Senior Essay: Ali Zindman

Being a varsity athlete at Harvard is a unique experience that, due to its very nature, creates a special bond between all individuals currently participating, those who participated in the past and those who will participate in the future. As a member of the Harvard squash team, my coaches were always sure to instill in both myself and my teammates that we were a part of a special legacy; and that while competing we were not only playing for ourselves and the college but also all former players and supporters. This sense of unity and connection to history was something that I had never experienced before. It was made very apparent, however, upon looking at the pictures on the walls of the Murr Center and the banners that hung from the courts. Many of the names adorning those placards were legends within the squash community, and it was certainly an extraordinary experience to wear the same jersey and become a part of a tremendous history of athletes.

Playing squash for Harvard has been one of my most rewarding and treasured accomplishments.
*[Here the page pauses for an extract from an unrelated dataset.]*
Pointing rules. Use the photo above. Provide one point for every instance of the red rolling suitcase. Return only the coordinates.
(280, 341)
Through Harvard, squash became more than a sport; rather it became a vehicle through which I was afforded the opportunity to achieve things that I had never thought possible. I consider my teammates to be sisters, and I will always cherish many of the memories that we share, whether from the locker room, practice or actual competition. I have learned a great deal about myself, and I attribute this growth to my teammates because together we have done so many incredible things. This can perhaps be best exemplified by the team’s service trip to India in my junior year. I had never been to Asia, and upon being immersed in the Indian culture, from the cuisine to the clothing to the people, I was completely out of my comfort zone. Our coach was sure to show us every aspect of India. The most rewarding experience for me was our time at the squash center he opened in a village outside of Chandigarh. I had never been exposed to conditions such as these before, and at first I was deeply saddened. The children that we worked with, however, were so enthusiastic and excited to play with and learn from us. It was truly moving as they proudly showed us around their village and shared parts of their culture. This trip exemplifies an opportunity that I would not have been able to share with my teammates had it not been for Harvard squash. Not only did the team become closer as we learned to rely on each other in our new surroundings but also we all grew as individuals from this truly life changing experience. I believe that it was this connection and unity that we created on this trip that enabled us to win the coveted Ivy and national championships that season.

As a senior, it becomes easier to reflect on Harvard as a whole and contextualize your athletic experience within that framework. Upon becoming a senior and inheriting the team from the previous class, a sense of responsibility sets in. Suddenly, a new class of freshmen will be looking to you for guidance, and the rest of the team will follow the example you set. I have really enjoyed this part of my senior season because everything became more meaningful as I realized that this was the last time I would play squash at such a high level and the last time I would compete in a Harvard jersey. Additionally, I began to look at the relationships I had formed with my fellow seniors. We were all from different countries, and somehow squash and Harvard brought us together. For that I will always be grateful because once again I was able to see that squash was serving as a means through which I was gaining something far more valuable, namely, incredible friendships with people I trust implicitly as we watched each other grow and mature. Therefore, as I think about Harvard, many of the images that come to mind are connected to athletics in one way or another; whether the faces of my teammates, our many trips together or just gathering at the courts. Because of this clear presence, it is fairly simple for me to say that Harvard squash has been the single most defining aspect of my Harvard career, and I will always look back on my time here fondly because of it.